Thomas S. Kidd on Who Evangelicals Are and Who Gets to Decide
President Donald Trump, left, is greeted by Pastor Robert Jeffress of Dallas at the Celebrate Freedom Rally on July 1, 2017, in Washington, D.C. Photo by Yuri Gripas/Reuters
Thomas S. Kidd is distinguished professor of history at Baylor University and the author of “Who Is an Evangelical? The History of a Movement in Crisis.” The views expressed in this commentary do not necessarily reflect those of BCNN1.
The most often repeated story about religion and politics these days is the evangelical love affair with Donald Trump.
Virtually every week we get another story of how evangelicals love President Trump, no matter what he does. Pundits likewise offer much analysis of the reasons for evangelicals’ undying fidelity. New York magazine recently averred, for instance, that evangelicals like Trump because of his “hatefulness.” The Washington Post similarly advised “white evangelicals” that it was time to “panic” because they had sold their birthrights for a mess of Trumpism.
There is no doubt that certain Republican evangelical insiders, including Jerry Falwell Jr., Franklin Graham and First Baptist Dallas’ Robert Jeffress, have gone “all in” on Trumpism.
It’s true too that millions of practicing white evangelicals have seemingly gone with them. These white Christian traditionalists voted for Trump either as the “lesser of two evils” over Hillary Clinton, or out of genuine enthusiasm for the president. The 81% of self-identified evangelical white voters who supported Trump in 2016 are not a mirage. They reflect a reality about white evangelicals’ allegiance to Trump’s GOP.
Nevertheless, the vitriol of recent months has created misunderstandings about evangelicals themselves. To outsiders, it may seem as if Falwell, Graham and Jeffress define the evangelical movement. But the idea that Fox News-watching religious Republican voters are a stand-in for all evangelicals is ludicrous. The mere impression that they might encompass what it means to be an evangelical shows the paucity of our religious understanding and global insight.
Even within white traditionalist evangelicalism, an outspoken group of leaders registered opposition to or grave concern about Trump in 2016. These included Russell Moore of the Southern Baptist Convention, John Piper of Desiring God Ministries and Beth Moore of Living Proof Ministries, all of them far more visible on the evangelical conference circuit than the Republican insiders.
More importantly, those evangelicals represented in the media are hardly representative. Nonwhite evangelicals, especially African Americans, Asian Americans and Latinos, were less enthusiastic about Trump. Polls often exclude such nonwhite evangelicals by design, as stories about “evangelicals and politics” typically only look at “self-identifying evangelical white Republicans and politics.”
This leads not only to misconceptions, but curious absences in news about evangelicals. Probably the most fascinating topic about evangelicals and politics is one rarely discussed: the allegiances of Hispanic evangelicals, who are up for grabs between the Republicans and Democrats. We don’t hear about them, in part, because polls often have no category for Latino Protestants (almost all of whom are evangelicals).

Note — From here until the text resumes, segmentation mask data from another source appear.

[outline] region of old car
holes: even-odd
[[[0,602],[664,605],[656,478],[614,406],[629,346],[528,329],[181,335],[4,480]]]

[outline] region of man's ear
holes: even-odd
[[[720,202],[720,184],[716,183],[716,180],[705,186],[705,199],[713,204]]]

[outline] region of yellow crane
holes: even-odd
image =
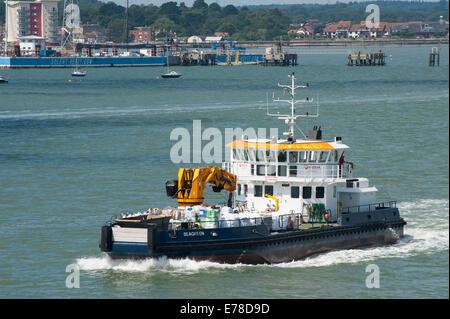
[[[236,175],[219,167],[180,168],[178,180],[166,182],[167,196],[176,198],[180,206],[201,205],[207,184],[214,192],[222,189],[230,192],[228,206],[231,206],[232,192],[236,190]]]

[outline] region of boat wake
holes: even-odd
[[[263,101],[258,101],[263,102]],[[108,107],[101,108],[88,108],[88,109],[76,109],[76,107],[68,108],[66,110],[40,110],[40,111],[0,111],[0,120],[50,120],[50,119],[86,119],[96,117],[121,117],[121,116],[135,116],[135,115],[155,115],[155,114],[173,114],[173,113],[186,113],[211,111],[211,110],[234,110],[234,109],[249,109],[258,108],[260,104],[254,103],[216,103],[205,105],[189,105],[189,104],[174,104],[174,105],[154,105],[152,107],[146,106],[130,106],[127,108],[120,107]]]
[[[189,275],[202,271],[242,271],[247,267],[310,268],[328,267],[337,264],[369,262],[385,258],[407,258],[433,254],[449,247],[449,201],[417,200],[398,203],[402,217],[408,222],[405,235],[394,245],[371,246],[361,249],[332,251],[304,260],[274,265],[220,264],[191,259],[144,259],[112,260],[106,254],[98,257],[79,258],[76,263],[81,270],[111,270],[119,272],[166,272],[174,275]]]

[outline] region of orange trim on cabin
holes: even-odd
[[[279,150],[334,150],[334,147],[327,142],[312,142],[312,143],[254,143],[247,141],[235,140],[226,147],[233,148],[256,148],[256,149],[279,149]]]

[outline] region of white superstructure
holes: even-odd
[[[295,106],[312,100],[295,100],[298,88],[294,73],[289,86],[280,85],[289,100],[288,115],[270,114],[285,121],[289,130],[283,138],[235,140],[228,144],[230,161],[223,168],[237,176],[235,207],[244,210],[277,211],[280,214],[302,213],[308,216],[312,207],[330,214],[330,221],[339,216],[342,207],[375,203],[375,187],[369,187],[365,178],[353,178],[353,163],[344,161],[349,146],[340,137],[322,140],[320,128],[309,131],[304,139],[294,137],[295,120],[316,117],[316,114],[298,114]],[[360,208],[361,209],[361,208]]]

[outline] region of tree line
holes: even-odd
[[[3,0],[1,0],[3,2]],[[161,6],[153,4],[131,4],[126,8],[116,3],[98,0],[79,0],[82,23],[99,24],[106,29],[107,40],[123,42],[128,29],[151,26],[160,31],[159,36],[213,35],[227,32],[230,39],[275,40],[287,38],[291,23],[304,23],[317,19],[323,23],[350,20],[354,23],[365,20],[369,2],[350,2],[335,4],[296,4],[296,5],[226,5],[221,7],[213,2],[195,0],[192,7],[184,2],[169,1]],[[131,0],[130,3],[133,1]],[[448,1],[375,1],[380,7],[381,21],[437,21],[439,16],[448,20]],[[62,23],[64,1],[60,1],[59,16]],[[4,21],[5,6],[0,5],[0,21]],[[126,16],[128,19],[126,19]]]

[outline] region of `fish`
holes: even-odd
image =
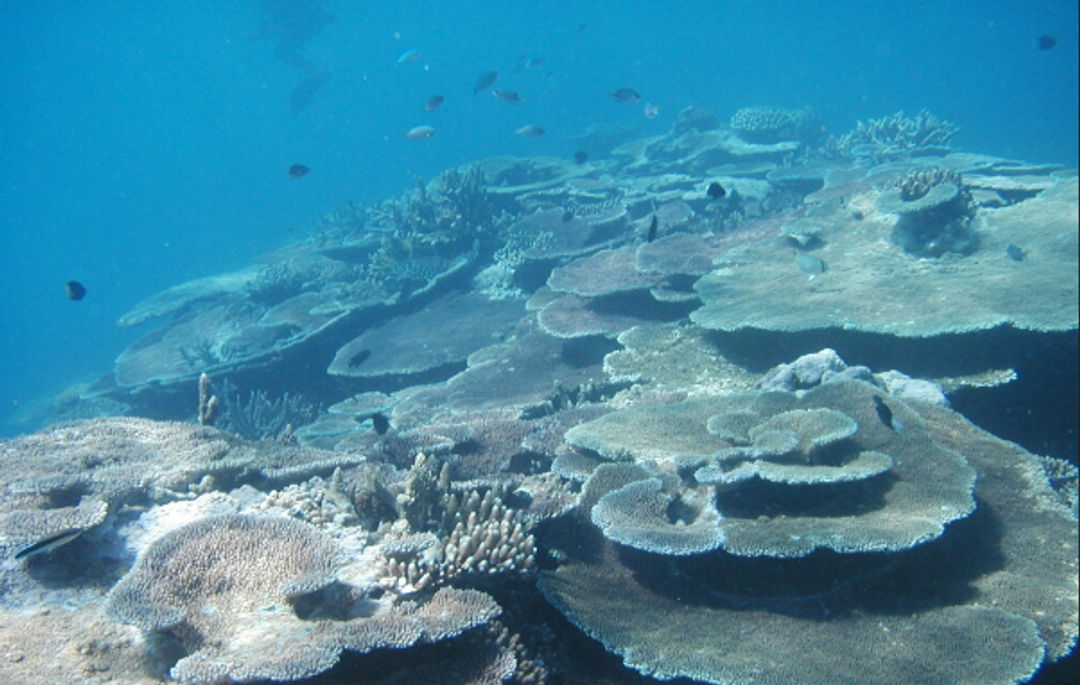
[[[514,61],[514,68],[510,70],[510,73],[520,74],[522,71],[539,69],[542,66],[544,66],[543,57],[534,57],[528,53],[522,53]]]
[[[303,178],[307,176],[310,171],[311,169],[303,164],[293,164],[286,173],[289,175],[289,178]]]
[[[574,164],[584,164],[589,161],[589,153],[585,150],[578,150],[574,153]]]
[[[574,220],[574,210],[572,210],[572,209],[570,209],[569,207],[567,207],[566,209],[564,209],[564,210],[563,210],[563,213],[562,213],[562,222],[563,222],[564,224],[568,224],[568,223],[570,223],[570,222],[571,222],[571,221],[573,221],[573,220]]]
[[[431,136],[435,135],[434,126],[413,126],[405,132],[405,137],[409,140],[427,140]]]
[[[19,550],[15,552],[15,558],[25,559],[27,557],[36,556],[38,554],[48,554],[49,552],[55,550],[57,547],[66,545],[67,543],[71,542],[82,534],[82,528],[67,528],[60,531],[59,533],[55,533],[48,537],[42,538],[37,542],[32,542],[29,545],[20,547]]]
[[[795,263],[799,265],[799,270],[803,273],[808,273],[811,276],[825,273],[825,262],[812,254],[806,254],[805,252],[797,253],[795,255]]]
[[[655,119],[656,115],[660,114],[660,108],[651,102],[646,102],[645,109],[642,111],[646,119]]]
[[[527,136],[529,138],[539,138],[540,136],[544,135],[544,127],[537,126],[536,124],[526,124],[518,130],[514,131],[514,133],[522,136]]]
[[[881,423],[885,424],[890,430],[897,433],[904,430],[904,424],[900,423],[900,419],[893,416],[889,405],[885,404],[885,400],[877,395],[874,395],[874,411],[877,412],[877,417]]]
[[[491,86],[495,85],[495,82],[499,80],[499,72],[485,71],[476,77],[476,83],[473,84],[472,94],[476,95],[482,90],[487,90]]]
[[[1049,50],[1050,48],[1057,45],[1057,38],[1054,38],[1050,35],[1039,36],[1038,45],[1040,50]]]
[[[656,231],[660,228],[660,220],[656,218],[656,215],[652,215],[652,221],[649,222],[649,233],[645,236],[645,242],[651,243],[656,240]]]
[[[633,88],[616,88],[611,91],[611,99],[615,102],[637,102],[641,99],[641,93]]]
[[[416,50],[416,49],[413,49],[413,48],[410,48],[410,49],[406,50],[405,52],[401,53],[400,55],[398,55],[397,63],[398,63],[398,65],[412,64],[413,62],[417,61],[418,59],[420,59],[420,51]]]
[[[709,184],[709,187],[705,191],[705,193],[714,200],[719,200],[720,198],[727,195],[727,191],[724,190],[724,186],[720,185],[716,181],[713,181]]]
[[[376,435],[386,435],[386,431],[390,430],[390,419],[383,414],[372,414],[371,427]]]
[[[525,102],[525,98],[521,97],[521,93],[516,90],[508,90],[506,88],[496,88],[491,91],[491,94],[495,96],[496,100],[502,100],[503,102],[511,105],[520,105]]]
[[[1022,262],[1024,261],[1024,257],[1027,257],[1027,250],[1020,247],[1019,245],[1013,245],[1012,243],[1009,243],[1005,246],[1005,254],[1009,255],[1009,259],[1013,260],[1014,262]]]
[[[86,287],[78,281],[68,281],[64,287],[67,289],[69,300],[81,300],[86,297]]]
[[[424,103],[424,111],[430,112],[433,109],[438,109],[442,106],[443,100],[445,99],[446,98],[442,95],[432,95],[427,99],[427,102]]]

Another group of missing evangelicals are the millions who do not vote, even in presidential elections. Though evangelicals have been more likely to vote than other Americans since 1980, a strong minority of evangelicals in America don’t vote at all, in spite of decades of brow-beating by Republican insiders who say that not voting is sinful.
Is a nonvoting evangelical still an evangelical? One would get the impression from coverage of evangelicals that the nonvoters are aberrant or nonexistent. This shows just how politicized our definition of “evangelical” has become.